"Star Wars" America should really be buying
With North Korea and Iran achieving nuclear status, Americans naturally fear the rising potential for nuclear terrorism. As many presidential candidates point out, our ports remain unacceptably unsafe. But America needs more than just a firewall on its border. It needs defense in depth when it comes to detecting nuclear materials.
That I should make this argument more than five years after 9/11 is emblematic of our great failure of imagination since that tragic day, which turned far too much of our efforts and attention inward instead of outward. This is too narrow a perspective in a globalized world, where every nation is only as secure as every other nation to which it is connected by networks and trade.
During the Cold War, when America's primary nuclear threat was symmetrical, we were forced to--in Ronald Reagan's famous phrase--"trust but verify." But in a post-9/11 world, where transnational terrorists effectively elude threatened retaliation, emphasis logically shifts from the "trust" of arms control to the "verify" of active detection, preferably as distant from our shores--and population centers--as possible.
The good news is the technology exists today to accomplish much of this task, according to Oak Ridge National Laboratory, where last week senior scientists briefed me on the subject. America just lacks a coordinated research effort to bring it all together and address the remaining technical challenges. As one senior federal official who works nuclear counter-proliferation told us, "This is the number one security problem in Washington today."
At the end of the day, America needs both overt and covert capabilities to detect nuclear materials moved by sea: not just scanners at the port gate, but the capacity to monitor vessels surreptitiously. We need the public capability to signal our intent and interest, but also the secret version so interdictions can be made at the time and place of our choosing.
Ideally, defense-in-depth starts at overseas ports, both dockside and delivered from below by unmanned underwater vehicles. If we're just interdicting the material itself, better to do it at the port of embarkation. But say we're trying to figure out where the ship is headed, or maybe the device is too dangerous to approach in port.
If we're talking littoral waters, where such vessels skulk to avoid attention, then unmanned underwater vehicles are the way to go. They can be especially useful when targets stick to territorial waters to claim legal protection from outside inspection.
Once ships hit the open ocean, though, we face some of the toughest, almost James Bond-like challenges in getting close enough to detect without being noticed.
Seawater makes an excellent insulator, so if we want to detect thermal neutrons, we've basically got to achieve hull-to-hull contact with the suspected vessel. On the high seas, that means an approach speed somewhere in the range of 18 to 24 knots. That's very hard with an unmanned underwater vehicle.
If that's the case, then our forces might move on to special torpedoes able to keep up with the target or--better yet--deliver scanner-toting robots.
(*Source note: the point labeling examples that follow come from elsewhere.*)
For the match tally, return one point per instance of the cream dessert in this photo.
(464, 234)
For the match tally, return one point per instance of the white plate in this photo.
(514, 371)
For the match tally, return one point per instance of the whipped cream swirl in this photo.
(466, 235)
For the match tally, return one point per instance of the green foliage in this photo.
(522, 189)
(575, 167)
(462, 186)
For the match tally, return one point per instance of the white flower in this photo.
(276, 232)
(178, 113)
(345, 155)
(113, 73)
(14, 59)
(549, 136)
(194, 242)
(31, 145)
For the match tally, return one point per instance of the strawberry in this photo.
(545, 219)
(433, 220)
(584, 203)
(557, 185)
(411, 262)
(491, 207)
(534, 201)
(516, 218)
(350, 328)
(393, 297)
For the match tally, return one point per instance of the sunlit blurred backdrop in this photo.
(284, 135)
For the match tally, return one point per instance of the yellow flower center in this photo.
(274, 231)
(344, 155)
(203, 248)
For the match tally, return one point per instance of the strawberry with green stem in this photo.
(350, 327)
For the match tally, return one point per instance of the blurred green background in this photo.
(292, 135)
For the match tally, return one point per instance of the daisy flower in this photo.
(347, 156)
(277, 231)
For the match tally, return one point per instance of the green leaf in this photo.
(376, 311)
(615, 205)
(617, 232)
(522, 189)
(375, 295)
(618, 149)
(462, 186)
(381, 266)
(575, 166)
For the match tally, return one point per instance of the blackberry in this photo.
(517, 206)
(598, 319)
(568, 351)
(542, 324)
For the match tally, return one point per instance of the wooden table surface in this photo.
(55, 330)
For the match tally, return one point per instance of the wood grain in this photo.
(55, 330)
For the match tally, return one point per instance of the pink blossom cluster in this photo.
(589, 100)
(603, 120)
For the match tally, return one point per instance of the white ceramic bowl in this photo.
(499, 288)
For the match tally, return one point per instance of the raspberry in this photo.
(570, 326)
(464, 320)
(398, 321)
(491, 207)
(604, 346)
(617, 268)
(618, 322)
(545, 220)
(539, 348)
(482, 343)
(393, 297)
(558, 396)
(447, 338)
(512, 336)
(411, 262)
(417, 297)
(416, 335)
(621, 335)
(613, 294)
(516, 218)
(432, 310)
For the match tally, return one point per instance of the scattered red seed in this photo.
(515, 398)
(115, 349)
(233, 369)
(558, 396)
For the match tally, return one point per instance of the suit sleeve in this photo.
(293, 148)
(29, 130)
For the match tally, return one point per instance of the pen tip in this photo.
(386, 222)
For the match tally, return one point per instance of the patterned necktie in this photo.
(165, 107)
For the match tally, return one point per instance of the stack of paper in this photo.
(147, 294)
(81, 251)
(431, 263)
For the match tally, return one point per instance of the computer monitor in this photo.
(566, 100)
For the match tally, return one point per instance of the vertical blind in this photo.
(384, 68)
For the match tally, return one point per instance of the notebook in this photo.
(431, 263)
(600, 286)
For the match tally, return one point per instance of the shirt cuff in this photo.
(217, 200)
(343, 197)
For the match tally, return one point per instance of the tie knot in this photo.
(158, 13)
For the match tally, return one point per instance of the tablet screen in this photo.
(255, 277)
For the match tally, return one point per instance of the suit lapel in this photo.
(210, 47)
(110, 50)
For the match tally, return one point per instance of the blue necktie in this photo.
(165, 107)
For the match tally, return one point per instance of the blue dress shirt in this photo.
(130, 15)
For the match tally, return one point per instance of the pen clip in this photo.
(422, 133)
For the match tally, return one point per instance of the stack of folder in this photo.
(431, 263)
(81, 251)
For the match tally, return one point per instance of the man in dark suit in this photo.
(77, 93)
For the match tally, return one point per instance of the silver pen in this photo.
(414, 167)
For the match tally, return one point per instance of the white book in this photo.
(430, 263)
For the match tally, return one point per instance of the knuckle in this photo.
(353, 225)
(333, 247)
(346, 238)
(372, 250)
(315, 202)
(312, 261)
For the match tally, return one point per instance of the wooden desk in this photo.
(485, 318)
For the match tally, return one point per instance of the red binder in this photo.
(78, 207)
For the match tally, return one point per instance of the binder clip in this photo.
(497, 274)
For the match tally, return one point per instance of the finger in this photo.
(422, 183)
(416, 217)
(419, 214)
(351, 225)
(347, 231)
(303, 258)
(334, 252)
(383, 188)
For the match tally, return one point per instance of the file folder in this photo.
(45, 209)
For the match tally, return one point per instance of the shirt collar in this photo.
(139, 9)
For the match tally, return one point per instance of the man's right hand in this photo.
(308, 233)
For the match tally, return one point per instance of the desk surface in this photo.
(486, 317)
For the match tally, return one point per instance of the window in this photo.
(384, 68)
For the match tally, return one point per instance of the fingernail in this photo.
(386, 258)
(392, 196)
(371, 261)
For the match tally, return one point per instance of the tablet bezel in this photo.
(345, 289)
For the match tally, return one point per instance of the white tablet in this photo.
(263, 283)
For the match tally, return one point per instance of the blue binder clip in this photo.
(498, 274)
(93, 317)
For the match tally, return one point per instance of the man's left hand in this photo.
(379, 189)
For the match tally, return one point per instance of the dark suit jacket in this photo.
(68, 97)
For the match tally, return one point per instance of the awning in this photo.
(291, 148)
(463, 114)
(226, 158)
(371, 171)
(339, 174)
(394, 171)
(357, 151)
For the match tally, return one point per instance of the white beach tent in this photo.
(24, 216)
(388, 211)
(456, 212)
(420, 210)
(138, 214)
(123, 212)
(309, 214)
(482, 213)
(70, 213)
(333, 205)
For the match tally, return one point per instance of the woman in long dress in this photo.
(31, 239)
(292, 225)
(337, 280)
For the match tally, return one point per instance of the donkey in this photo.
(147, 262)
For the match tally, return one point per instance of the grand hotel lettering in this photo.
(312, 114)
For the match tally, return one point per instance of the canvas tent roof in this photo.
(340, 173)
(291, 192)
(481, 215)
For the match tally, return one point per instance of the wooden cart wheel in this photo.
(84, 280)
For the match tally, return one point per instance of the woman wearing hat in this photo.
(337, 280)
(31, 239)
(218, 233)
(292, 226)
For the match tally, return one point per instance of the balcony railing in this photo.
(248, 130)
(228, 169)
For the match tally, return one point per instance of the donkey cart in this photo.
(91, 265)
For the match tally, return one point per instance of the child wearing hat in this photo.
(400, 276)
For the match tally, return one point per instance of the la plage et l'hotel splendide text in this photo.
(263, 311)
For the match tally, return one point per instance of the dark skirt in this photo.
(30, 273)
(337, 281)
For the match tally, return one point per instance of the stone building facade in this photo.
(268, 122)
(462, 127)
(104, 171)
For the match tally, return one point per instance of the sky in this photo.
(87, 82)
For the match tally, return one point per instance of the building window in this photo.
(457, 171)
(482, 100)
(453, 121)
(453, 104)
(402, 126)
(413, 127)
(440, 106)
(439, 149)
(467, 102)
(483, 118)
These hull-crawling droids might be our only option to scan the entirety of a 400-foot ship, a process that can take up to eight hours depending on the nature of the shielding surrounding the material or bombs.
I know what you're thinking: now we've leapt past Bond right into George Lucas' fervent imagination.
Consider this: the Pentagon continues to spend tens of billions of dollars on strategic missile defense systems that still--after all these years--show no signs of working. Recently, the Bush administration started pushing missile defense onto countries like Poland and the Czech Republic, angering Russia in the process. Meanwhile, our government refuses to discuss a space arms treaty with China, which recently made its displeasure known with an anti-satellite weapon test.
Since we share these countries' fears of nuclear terrorism, why does our government continue to antagonize them in these counterproductive ways? Wouldn't it make a lot more sense to pursue the sort of "Star Wars" technology I'm describing here?
For a fraction of what it would cost to continue funding missile defense or fill space with dangerous strategic weaponry, America could readily field a vast fleet of underwater R2D2s to better manage this very real and near-term threat.